Colaborou Cíntia Acayaba , da Agência Folha

Marabá lidera o ranking nos dois governos

Da agência Folha

Marabá (a 568 km de Belém, capital do Pará), foco histórico de conflitos rurais, é campeã de invasões de terra tanto no primeiro governo Lula como no segundo governo FHC.
A cidade do sul do Pará registrou 23 invasões a fazendas nos últimos quatro anos. De 1999 a 2002, foram 16 ações.
"É uma área de expansão de fronteira agrícola, com muitos latifúndios e terras griladas", diz Bernardo Mançano, da Unesp. Ariovaldo de Oliveira, da USP, afirma que "Marabá é uma cidade que tem 1,5 milhão de hectares, mas 63% deles são terras devolutas [sem registro privado nem uso pelo poder público] da União. Há 126 grandes imóveis improdutivos".
Outros dois fatores ajudaram a atração de sem-terra no lugar: o fechamento, em 1992, do garimpo de Serra Pelada, que deixou cerca de 80 mil desempregados na região. O outro é a existência de uma linha férrea da Vale do Rio Doce ligando São Luís a Parauapebas (município próximo a Marabá), o que facilitou o deslocamento de migrantes.
O ministro do Desenvolvimento Agrário, Guilherme Cassel (PT-RS), diz que o governo investe na qualidade dos assentamentos de Marabá.
Em relação a Bonito -segundo lugar no ranking- e a Caruaru -quinto-, Pernambuco tem forte monocultura latifundiária da cana-de-açúcar. Já Teodoro Sampaio (SP) -terceiro lugar- fica no Pontal do Paranapanema, onde o MST é bem organizado.
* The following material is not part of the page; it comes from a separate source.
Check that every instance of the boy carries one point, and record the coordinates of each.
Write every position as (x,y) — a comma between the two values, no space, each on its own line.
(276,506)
Maragogi (AL) -quarto lugar- tem alto índice de terras devolutas. (JCM, TR e CA)

Saiba mais:

MP que proíbe vistoria do INCRA está vigente, mas não é aplicada

A medida provisória 2.027, editada em 2000 por FHC e modificada em 2001 (MP 2.183), proíbe que o Instituto de Colonização e Reforma Agrária realize vistoria, por dois anos, em terras invadidas. Assim, o processo de desapropriação da área fica paralisado. Quando Lula assumiu, os movimentos do campo o pressionaram para que revogasse a MP. O ministro do Desenvolvimento Agrário à época, Miguel Rosseto, disse que mudaria alguns artigos. Mas a MP não foi revogada ou modificada até hoje, apesar de não ser aplicada.